Sometimes you may need to create your own formatting function. This one will display numeric minutes in HH:MM:SS format.
# Self-defined formatting function for times.
timeHMS_formatter <- function(x) {
h <- floor(x/60)
m <- floor(x %% 60)
s <- round(60*(x %% 1)) # Round to nearest second
lab <- sprintf('%02d:%02d:%02d', h, m, s) # Format the strings as HH:MM:SS
lab <- gsub('^00:', '', lab) # Remove leading 00: if present
lab <- gsub('^0', '', lab) # Remove leading 0 if present
}
bp + scale_y_continuous(label=timeHMS_formatter)
Hiding gridlines
To hide all gridlines, both vertical and horizontal:
# Hide all the gridlines
bp + theme(panel.grid.minor=element_blank(),
panel.grid.major=element_blank())
# Hide just the minor gridlines
bp + theme(panel.grid.minor=element_blank())
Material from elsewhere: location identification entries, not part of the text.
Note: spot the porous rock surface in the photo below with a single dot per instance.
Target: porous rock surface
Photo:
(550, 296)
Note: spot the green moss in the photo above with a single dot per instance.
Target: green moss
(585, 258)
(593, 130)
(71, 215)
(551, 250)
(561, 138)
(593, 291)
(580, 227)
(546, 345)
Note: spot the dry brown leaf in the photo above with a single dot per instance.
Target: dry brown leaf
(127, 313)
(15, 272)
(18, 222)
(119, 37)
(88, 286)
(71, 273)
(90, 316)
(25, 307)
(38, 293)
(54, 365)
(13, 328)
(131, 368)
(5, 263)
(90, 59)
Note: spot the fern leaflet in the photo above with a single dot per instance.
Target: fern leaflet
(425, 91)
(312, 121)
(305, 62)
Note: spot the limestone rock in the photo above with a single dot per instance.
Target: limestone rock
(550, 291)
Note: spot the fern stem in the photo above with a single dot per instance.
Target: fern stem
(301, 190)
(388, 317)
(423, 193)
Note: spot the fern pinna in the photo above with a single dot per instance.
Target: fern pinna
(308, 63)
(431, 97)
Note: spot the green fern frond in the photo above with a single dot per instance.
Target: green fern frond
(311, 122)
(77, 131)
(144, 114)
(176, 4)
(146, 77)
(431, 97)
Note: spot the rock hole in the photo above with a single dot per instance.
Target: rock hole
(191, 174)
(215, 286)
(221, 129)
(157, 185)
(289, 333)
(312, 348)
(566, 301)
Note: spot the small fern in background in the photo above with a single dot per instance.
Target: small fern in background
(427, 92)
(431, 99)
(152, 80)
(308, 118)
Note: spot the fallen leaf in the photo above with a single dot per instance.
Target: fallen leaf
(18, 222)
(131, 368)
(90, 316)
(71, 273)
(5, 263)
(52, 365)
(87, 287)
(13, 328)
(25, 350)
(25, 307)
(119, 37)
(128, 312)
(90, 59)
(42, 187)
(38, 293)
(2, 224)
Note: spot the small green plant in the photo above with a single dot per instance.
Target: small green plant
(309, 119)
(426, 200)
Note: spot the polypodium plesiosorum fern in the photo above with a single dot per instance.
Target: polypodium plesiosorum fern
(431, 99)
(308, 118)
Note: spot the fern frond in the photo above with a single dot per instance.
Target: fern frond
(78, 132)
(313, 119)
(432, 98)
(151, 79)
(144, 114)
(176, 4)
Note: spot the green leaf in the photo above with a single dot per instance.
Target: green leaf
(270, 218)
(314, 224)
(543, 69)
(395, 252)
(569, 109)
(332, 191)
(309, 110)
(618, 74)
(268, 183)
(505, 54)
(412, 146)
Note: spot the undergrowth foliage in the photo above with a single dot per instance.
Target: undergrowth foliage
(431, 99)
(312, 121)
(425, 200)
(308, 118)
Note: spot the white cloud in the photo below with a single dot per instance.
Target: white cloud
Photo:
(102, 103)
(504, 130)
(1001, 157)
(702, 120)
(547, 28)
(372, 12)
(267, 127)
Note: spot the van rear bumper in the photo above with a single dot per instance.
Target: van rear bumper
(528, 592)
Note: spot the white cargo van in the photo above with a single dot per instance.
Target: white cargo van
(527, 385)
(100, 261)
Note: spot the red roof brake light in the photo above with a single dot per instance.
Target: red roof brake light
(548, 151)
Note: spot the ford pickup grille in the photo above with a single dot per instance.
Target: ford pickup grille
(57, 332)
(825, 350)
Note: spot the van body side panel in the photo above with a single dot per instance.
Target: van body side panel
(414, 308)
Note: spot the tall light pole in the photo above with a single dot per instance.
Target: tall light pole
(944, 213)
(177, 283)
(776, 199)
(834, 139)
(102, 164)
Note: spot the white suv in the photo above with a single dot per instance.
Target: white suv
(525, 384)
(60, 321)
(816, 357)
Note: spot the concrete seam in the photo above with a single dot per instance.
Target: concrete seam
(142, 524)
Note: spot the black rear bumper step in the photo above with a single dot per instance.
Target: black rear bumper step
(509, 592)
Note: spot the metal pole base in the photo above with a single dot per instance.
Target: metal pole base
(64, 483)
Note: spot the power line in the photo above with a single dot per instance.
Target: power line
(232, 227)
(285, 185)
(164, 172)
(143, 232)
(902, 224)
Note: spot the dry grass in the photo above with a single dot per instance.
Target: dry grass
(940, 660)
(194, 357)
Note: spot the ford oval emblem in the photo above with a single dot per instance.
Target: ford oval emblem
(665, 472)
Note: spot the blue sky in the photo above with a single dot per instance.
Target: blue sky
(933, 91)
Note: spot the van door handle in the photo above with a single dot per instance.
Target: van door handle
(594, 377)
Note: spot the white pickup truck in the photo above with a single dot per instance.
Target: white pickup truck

It’s also possible to hide just the vertical or horizontal gridlines:
# Hide all the vertical gridlines
bp + theme(panel.grid.minor.x=element_blank(),
panel.grid.major.x=element_blank())
# Hide all the horizontal gridlines
bp + theme(panel.grid.minor.y=element_blank(),
panel.grid.major.y=element_blank())